PI–PANORÂMICA INSANA : DRAMATURGIA PÂNICA PARA TEMPOS DISTÓPICOS


FOTOS/ JOÃO CALDAS

Depois da surpresa inventiva na dramatização da icônica narrativa ficcional roseana “Grande Sertão: Veredas”, Bia Lessa volta com visceral imersão cênica no que ela classifica como “uma geografia de almas” para contextualizar sua mais recente criação : PI – Panorâmica Insana.

Uma proposta sob o signo do risco, da polêmica, do susto, da provocação, do questionamento, a partir da desconstrução dos abalados sustentáculos de um vertiginoso avanço tecnológico da civilização e que, sob a ilusória aparência de propiciar tempos paradisíacos, torna-a cada vez mais próxima do irreversível direcionamento para o caos.

Este anti-admirável mundo novo, onde o sonho acabou, está sujeito a indagações indignadas de seus alterativos personagens, construídos pelo uso aleatório de quaisquer das onze mil peças do figurino (Sylvie Leblanc).
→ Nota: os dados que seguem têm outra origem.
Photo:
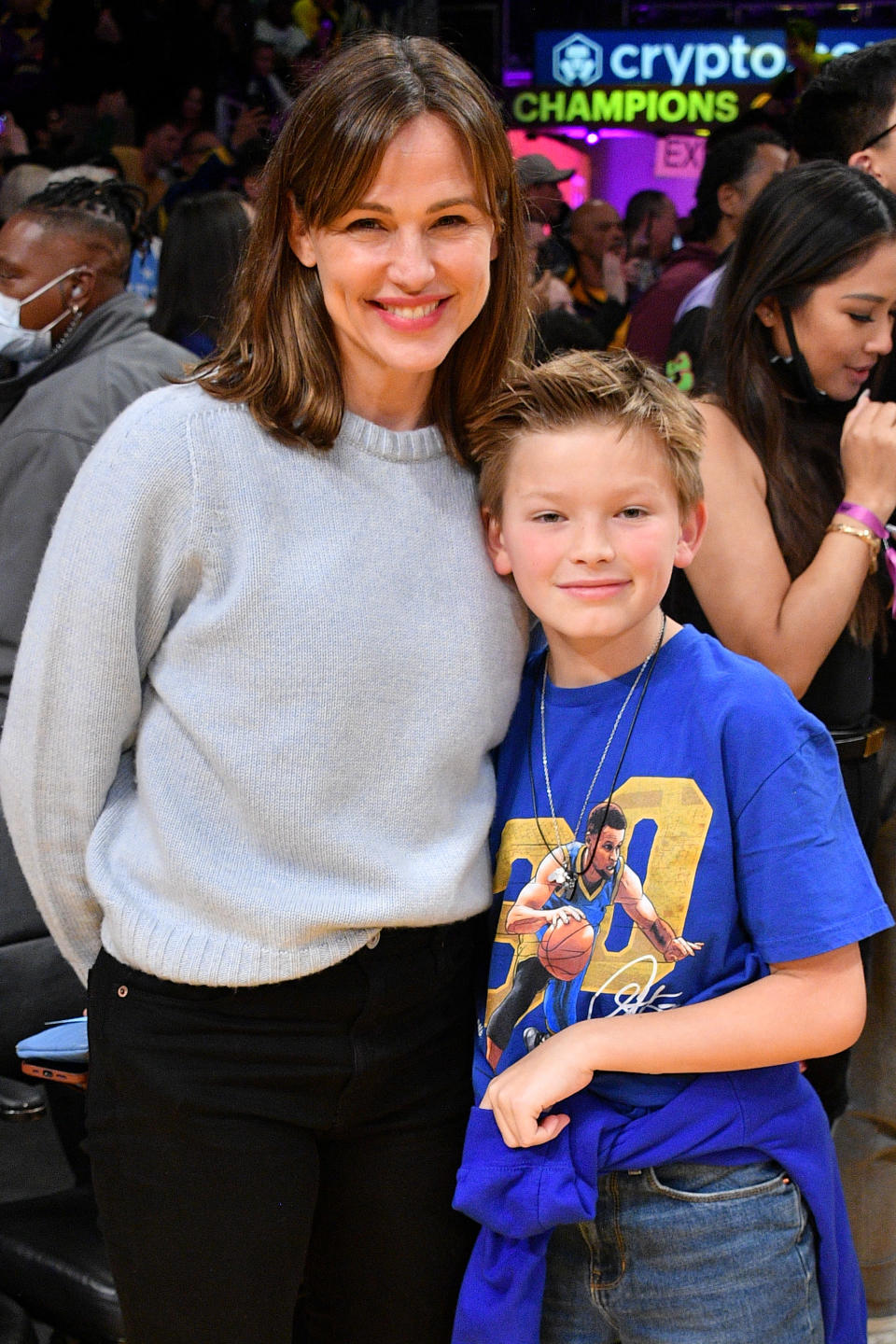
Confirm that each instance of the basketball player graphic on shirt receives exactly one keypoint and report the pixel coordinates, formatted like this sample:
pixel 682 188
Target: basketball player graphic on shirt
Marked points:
pixel 575 885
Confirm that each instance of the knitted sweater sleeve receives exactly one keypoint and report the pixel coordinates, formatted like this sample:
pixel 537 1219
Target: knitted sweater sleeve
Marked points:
pixel 119 568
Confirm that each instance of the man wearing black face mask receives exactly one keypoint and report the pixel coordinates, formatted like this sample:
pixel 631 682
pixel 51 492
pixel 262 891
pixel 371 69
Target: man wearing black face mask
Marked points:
pixel 76 350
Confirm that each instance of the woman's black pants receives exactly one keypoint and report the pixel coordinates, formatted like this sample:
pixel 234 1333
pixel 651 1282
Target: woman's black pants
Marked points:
pixel 278 1161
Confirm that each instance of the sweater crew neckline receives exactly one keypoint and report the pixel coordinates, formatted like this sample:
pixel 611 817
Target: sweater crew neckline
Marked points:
pixel 410 445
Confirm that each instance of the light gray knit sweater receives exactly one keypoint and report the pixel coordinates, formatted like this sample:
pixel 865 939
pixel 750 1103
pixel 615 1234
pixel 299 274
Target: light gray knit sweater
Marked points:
pixel 256 695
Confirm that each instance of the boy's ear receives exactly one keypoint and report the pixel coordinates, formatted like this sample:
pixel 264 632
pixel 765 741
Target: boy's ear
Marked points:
pixel 768 311
pixel 864 161
pixel 692 532
pixel 300 240
pixel 495 543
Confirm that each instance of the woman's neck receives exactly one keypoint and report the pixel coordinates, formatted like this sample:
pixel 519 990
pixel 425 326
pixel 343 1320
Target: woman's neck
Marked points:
pixel 392 400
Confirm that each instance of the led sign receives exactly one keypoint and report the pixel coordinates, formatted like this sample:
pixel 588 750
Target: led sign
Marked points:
pixel 678 57
pixel 648 107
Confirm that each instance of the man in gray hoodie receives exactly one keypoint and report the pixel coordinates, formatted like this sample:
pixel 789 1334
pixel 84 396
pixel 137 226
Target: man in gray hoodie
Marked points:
pixel 77 350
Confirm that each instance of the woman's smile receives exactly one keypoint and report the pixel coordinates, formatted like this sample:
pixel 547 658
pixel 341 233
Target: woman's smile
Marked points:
pixel 406 271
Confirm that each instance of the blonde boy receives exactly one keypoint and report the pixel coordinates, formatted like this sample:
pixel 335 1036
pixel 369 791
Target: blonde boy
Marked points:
pixel 681 890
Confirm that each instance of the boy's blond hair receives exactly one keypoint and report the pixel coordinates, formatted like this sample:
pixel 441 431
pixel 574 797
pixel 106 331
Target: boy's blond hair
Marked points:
pixel 608 388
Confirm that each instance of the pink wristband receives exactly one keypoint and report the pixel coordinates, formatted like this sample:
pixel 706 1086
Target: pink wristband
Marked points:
pixel 871 521
pixel 864 515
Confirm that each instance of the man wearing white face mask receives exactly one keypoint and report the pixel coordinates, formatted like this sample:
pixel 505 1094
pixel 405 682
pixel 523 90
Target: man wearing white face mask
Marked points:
pixel 77 350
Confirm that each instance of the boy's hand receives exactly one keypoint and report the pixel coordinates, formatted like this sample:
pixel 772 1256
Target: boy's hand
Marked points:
pixel 520 1096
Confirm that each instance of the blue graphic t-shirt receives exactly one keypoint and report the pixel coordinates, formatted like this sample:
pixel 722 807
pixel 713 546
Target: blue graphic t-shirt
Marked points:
pixel 728 845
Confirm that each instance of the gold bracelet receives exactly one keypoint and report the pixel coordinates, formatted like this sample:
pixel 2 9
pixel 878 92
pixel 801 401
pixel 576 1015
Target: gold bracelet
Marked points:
pixel 865 535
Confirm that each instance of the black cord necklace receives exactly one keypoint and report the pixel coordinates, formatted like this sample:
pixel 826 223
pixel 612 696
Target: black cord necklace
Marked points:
pixel 648 665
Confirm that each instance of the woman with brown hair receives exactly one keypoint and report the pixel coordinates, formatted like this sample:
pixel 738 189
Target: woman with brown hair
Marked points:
pixel 800 468
pixel 247 756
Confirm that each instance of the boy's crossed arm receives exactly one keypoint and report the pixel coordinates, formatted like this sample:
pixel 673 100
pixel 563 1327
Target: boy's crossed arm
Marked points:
pixel 802 1010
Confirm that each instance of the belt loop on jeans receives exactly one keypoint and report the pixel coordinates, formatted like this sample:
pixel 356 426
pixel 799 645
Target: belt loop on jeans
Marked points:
pixel 857 746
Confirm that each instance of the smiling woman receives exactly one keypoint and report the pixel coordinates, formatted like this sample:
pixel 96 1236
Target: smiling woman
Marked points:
pixel 268 660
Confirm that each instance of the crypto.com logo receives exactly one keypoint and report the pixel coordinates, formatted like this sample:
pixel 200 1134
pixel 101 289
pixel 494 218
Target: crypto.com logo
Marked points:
pixel 577 60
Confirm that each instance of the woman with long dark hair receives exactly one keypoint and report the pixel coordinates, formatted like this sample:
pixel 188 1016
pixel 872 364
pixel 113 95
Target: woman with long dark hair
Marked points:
pixel 201 257
pixel 801 465
pixel 247 754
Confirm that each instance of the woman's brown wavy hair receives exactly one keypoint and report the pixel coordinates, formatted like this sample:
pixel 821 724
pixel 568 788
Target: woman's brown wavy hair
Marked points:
pixel 806 228
pixel 278 351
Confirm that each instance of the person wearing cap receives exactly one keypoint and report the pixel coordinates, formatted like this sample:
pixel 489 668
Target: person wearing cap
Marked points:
pixel 544 203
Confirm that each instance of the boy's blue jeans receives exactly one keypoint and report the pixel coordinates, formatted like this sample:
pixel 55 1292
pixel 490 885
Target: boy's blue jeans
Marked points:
pixel 687 1254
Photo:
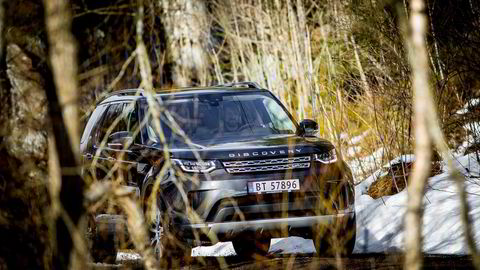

Cobrindo toda a extensão do palco, do solo e laterais ao espaço frontal, num referencial plástico de instalação em instigante paisagem cenográfica (Bia Lessa).

A intervenção direcional e conceptiva, titulada como escritura cênica, se estende também a uma iluminação (em dúplice realização Bia/Wagner Freire) de tonalidade mais vazada para, sobretudo, acentuar o dimensionamento metafórico de uma imensa caixa cênica aberta fora a fora. 

Que prodigaliza semiótica definição, de complexidade non sense, sobre a tragicidade da condição humana, deslocada e desestabilizada, diante do melancólico resultado de uma realidade tecnocrática trazendo, no lugar da paz, um estado de dilaceração e aniquilamento.

Presencial no substrato dramatúrgico, ora monologal ora em confrontos dialetais extensíveis à plateia, reunindo textos de André Sant’anna, Jô Bilac e Julia Spadacini, no entremeio de citações literárias de F. Kafka e Paul Auster. Por uma irrestrita e convicta adesão do quarteto atoral integrado por Claudia Abreu, Leandra Leal, Luiz Henrique Nogueira e Rodrigo Pandolfo.

Onde sucedem-se passagens instantâneas, ora patéticas, ora depressivas, ora de cáustico ou irônico humor, em caracterizações sob um sotaque de absurdidade no uso de traços escatológicos e niilistas, desde uma mulher que se satisfaz com as próprias fezes a pulsões sexuais e cadáveres em meio ao lixo.

Nesta abordagem crua de todas as formas de intolerância e fanatismos sociais, políticos e religiosos, há que se ressaltar o preparo de uma corporeidade energizada, em compasso quase coreográfico, sob os acordes e dissonâncias assumidas de um score sonoro (Dany Roland/Estevão Casé) entre vocalizações manipuladas, ruídos e frases musicais.

PI–Panorâmica Insana, na sua literalidade da titulação com simbologia matemática sob síntese vocabular “pi", não é espetáculo facilmente digerível para qualquer espectador diante da incomoda textura contestadora de seu jogo cênico.

Com seu tratamento de teatralidade de choque na exposição de uma imaginária em estado bruto sobre o que está a nossa volta e em sua transgressiva exposição do desregramento a que estamos submetidos, cotidianamente, e que recusamos ver cara a cara.

Na radicalização de sua intimidação antilúdica, sua proposta, afinal, é a de tirar-nos do estado de mera acomodação pois sua verdade é a de um murro na cara quando, referenciando a estética do movimento britânico denominado In-yer-face theateré capaz de nos dizer mais daquilo que somos de fato”...

                                          Wagner Corrêa de Araújo


PI-PANORÂMICA INSANA está em cartaz no Teatro Prudential/Sala Adolfo Bloch/Glória/RJ, de quinta a sábado,às 21h; domingo, às 18h. 80 minutos. Até 16 de junho.